Tuesday, September 7, 2010

Bubble, bubble: coming to a campus near you

The impending toil and trouble on college campuses may well dward that in housing. Carpe Diem:
The chart illustrates a much, much bigger bubble than the real estate bubble - the "higher education bubble" - based on an annual comparison of the CPI, median new home prices and the CPI for "College Tuition and Fees" (data here).  

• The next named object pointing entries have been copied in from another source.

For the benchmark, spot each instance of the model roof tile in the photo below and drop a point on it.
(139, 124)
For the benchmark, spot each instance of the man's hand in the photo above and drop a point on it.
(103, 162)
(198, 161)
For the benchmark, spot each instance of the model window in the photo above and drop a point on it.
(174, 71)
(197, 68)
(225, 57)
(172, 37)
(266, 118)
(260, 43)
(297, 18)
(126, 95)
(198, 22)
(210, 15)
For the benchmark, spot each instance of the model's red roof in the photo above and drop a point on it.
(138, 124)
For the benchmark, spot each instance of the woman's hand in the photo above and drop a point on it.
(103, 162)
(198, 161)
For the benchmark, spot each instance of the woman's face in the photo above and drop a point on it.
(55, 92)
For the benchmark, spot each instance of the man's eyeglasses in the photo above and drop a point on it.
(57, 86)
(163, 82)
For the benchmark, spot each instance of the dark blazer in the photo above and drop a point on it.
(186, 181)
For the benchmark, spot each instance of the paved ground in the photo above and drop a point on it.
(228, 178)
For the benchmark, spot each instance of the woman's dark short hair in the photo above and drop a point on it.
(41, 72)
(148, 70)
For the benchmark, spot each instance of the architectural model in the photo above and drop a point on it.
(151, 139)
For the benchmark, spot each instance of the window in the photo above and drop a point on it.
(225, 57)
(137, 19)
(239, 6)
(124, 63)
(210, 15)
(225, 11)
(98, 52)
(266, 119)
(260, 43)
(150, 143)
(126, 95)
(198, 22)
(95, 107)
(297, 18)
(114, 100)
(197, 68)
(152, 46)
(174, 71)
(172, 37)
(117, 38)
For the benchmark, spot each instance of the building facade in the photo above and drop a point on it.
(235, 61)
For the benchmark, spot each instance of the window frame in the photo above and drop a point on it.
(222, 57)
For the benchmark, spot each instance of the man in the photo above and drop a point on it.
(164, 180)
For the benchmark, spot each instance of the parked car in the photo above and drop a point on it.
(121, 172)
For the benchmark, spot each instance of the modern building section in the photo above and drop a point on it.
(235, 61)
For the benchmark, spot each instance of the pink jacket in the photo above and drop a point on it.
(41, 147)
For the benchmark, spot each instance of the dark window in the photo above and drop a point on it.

Note that the housing bubble resulted from about a 4-time increase in home prices between 1978 and 2006, and college tuition has now increased by more than twice that amount since 1978 - it's gone up by more than a factor of ten times.  The college tuition bubble makes the housing price bubble seem pretty lame by comparison.
What does the bubble look like on a personal level? Glenn Reynolds:
A New York Times profile last week described Courtney Munna, a 26-year-old graduate of New York University with nearly $100,000 in student loan debt -- debt that her degree in Religious and Women's Studies did not equip her to repay. Payments on the debt are about $700 per month, equivalent to a respectable house payment, and a major bite on her monthly income of $2,300 as a photographer's assistant earning an hourly wage.
And, unlike a bad mortgage on an underwater house, Munna can't simply walk away from her student loans, which cannot be expunged in a bankruptcy. She's stuck in a financial trap.
Pretty much like the housing market, easy money, given to people who can't afford it, has created a bubble.